EX-5.1 3 v454366_ex5-1.htm EXHIBIT 5.1

Exhibit 5.1

 

Höegh LNG Partners LP

45 Reid Street

Hamilton, HM 12

Bermuda

 
   
   
Our reference: 29496.50003/80472193v2  

 

 

December 7, 2016

 

Registration Statement on Form F-3: Exhibit 5.1 Opinion

  

Dear Sirs:

 

We have acted as special counsel as to matters of the law of the Republic of the Marshall Islands (“Marshall Islands Law”) for Höegh LNG Partners LP, a Marshall Islands limited partnership (the “Partnership”), in connection with the issuance and sale by the Partnership of up to 6,900,000 common units (the “Common Units”) pursuant to the Partnership’s Registration Statement on Form F-3 (No. 333-213781) (the “Registration Statement”), the preliminary prospectus supplement dated December 1, 2016 to the base prospectus dated November 16, 2016 (together, the “Preliminary Prospectus”) and the prospectus supplement dated December 1, 2016 to the base prospectus dated November 16, 2016 (together, the “Prospectus”).

 

In rendering this opinion, we have examined originals or photocopies of all such documents, including (i) the Registration Statement, the Preliminary Prospectus and the Prospectus, (ii) the certificate of limited partnership and the First Amended and Restated Agreement of Limited Partnership of the Partnership (the "Partnership Agreement”), (iii) the Underwriting Agreement (the “Underwriting Agreement”) dated December 1, 2016, among the Partnership, Höegh LNG GP LLC, a Marshall Islands limited liability company, Höegh LNG Partners Operating LLC, a Marshall Islands limited liability company (collectively, the “Partnership Parties”) and the representatives of the underwriters named therein, and (iv) such other papers, documents and certificates of public officials and certificates of representatives of the Partnership Parties, as we have deemed necessary.

 

In such examination, we have assumed (a) the legal capacity of each natural person, (b) the genuineness of all signatures and the authenticity of all documents submitted to us as originals, (c) the conformity to original documents of all documents submitted to us as conformed or photostatic copies, (d) that the documents reviewed by us in connection with the rendering of the opinion set forth herein are true, correct and complete and (e) the truthfulness of each statement as to all factual matters contained in any document or certificate encompassed within the due diligence review undertaken by us.
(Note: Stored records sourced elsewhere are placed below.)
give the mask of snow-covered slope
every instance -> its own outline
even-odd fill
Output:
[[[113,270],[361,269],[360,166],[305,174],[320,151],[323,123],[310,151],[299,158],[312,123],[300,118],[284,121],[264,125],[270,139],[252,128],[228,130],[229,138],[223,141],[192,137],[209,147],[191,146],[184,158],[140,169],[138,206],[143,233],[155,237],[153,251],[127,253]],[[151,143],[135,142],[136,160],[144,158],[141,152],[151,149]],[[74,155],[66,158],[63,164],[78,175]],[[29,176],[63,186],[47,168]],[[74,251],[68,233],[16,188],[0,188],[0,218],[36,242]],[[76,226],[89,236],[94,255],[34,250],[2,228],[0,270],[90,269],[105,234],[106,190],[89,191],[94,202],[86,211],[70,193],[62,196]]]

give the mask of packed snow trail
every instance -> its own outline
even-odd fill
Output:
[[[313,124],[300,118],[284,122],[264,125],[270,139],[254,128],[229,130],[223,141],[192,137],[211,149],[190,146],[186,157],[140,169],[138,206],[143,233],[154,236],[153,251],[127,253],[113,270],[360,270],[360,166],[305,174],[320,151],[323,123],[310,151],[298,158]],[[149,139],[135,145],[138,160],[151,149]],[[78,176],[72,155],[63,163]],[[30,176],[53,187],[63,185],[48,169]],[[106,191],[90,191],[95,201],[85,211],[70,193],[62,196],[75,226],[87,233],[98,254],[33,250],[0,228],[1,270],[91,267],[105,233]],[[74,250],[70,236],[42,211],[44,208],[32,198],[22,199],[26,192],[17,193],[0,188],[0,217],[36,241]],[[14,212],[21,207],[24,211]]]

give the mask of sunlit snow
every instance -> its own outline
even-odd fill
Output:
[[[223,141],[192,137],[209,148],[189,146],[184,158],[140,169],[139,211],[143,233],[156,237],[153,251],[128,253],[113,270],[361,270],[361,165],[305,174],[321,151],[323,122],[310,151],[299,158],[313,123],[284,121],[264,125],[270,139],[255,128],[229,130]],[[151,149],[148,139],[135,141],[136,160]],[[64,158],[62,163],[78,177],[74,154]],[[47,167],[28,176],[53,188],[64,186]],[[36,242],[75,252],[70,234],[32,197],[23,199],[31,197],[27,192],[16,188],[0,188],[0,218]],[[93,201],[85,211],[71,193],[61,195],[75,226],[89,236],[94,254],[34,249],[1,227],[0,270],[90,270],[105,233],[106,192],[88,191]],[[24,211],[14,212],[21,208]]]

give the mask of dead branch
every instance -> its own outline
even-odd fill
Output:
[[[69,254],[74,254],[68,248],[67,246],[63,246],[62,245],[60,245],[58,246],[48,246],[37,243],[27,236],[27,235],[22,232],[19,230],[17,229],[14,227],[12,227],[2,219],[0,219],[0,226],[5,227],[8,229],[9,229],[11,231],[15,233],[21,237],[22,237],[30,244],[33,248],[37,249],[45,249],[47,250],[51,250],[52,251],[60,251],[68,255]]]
As to any questions of fact material to our opinion, we have, when relevant facts were not independently established, relied upon the aforesaid certificates.

 

 

 

 

In rendering this opinion, we have also assumed:

 

(i)that the issuance and sale of the Common Units complies in all respects with the terms, conditions and restrictions set forth in the Preliminary Prospectus and the Prospectus and all of the instruments and other documents relating thereto or executed in connection therewith;

 

(ii)that the Underwriting Agreement has been duly and validly authorized by the parties thereto (other than the Partnership Parties), and executed and delivered by such parties thereto;

 

(iii)the Common Units shall be issued and sold in compliance with applicable U.S. federal, state and foreign laws and in the manner stated in the Registration Statement, Preliminary Prospectus and the Prospectus; and

 

(iv)the validity and enforceability of the Underwriting Agreement against the parties thereto.

 

This opinion is limited to Marshall Islands Law and is as of the date hereof. We expressly disclaim any responsibility to advise of any development or circumstance of any kind, including any change of law or fact that may occur after the date of this opinion letter that might affect the opinion expressed herein.

 

Based on the foregoing and having regard to legal considerations which we deem relevant, and subject to the qualifications, limitations and assumptions set forth herein, we are of the opinion that when the Common Units have been issued and delivered against payment therefor in accordance with the terms of the Partnership Agreement, Underwriting Agreement, Registration Statement and Prospectus, the Common Units will be validly issued, fully paid (to the extent required under the Partnership Agreement) and nonassessable (except as such nonassessability may be affected by Sections 30, 41, 51 and 60 of the Marshall Islands Limited Partnership Act).

 

We consent to the filing of this opinion as an exhibit to a Report on Form 6-K of the Partnership, the discussion of this opinion in the Registration Statement, the Preliminary Prospectus and the Prospectus, and to the references to our firm in the Registration Statement, the Preliminary Prospectus and the Prospectus. In giving this consent, we do not hereby admit that we are in the category of persons whose consent is required under Section 7 of the Securities Act of 1933, as amended (the “Securities Act”) and the rules and regulations promulgated thereunder (the “Rules”) nor do we admit that we are experts with respect to any part of the Registration Statement within the meaning of the term “expert” as used in the Securities Act or related Rules.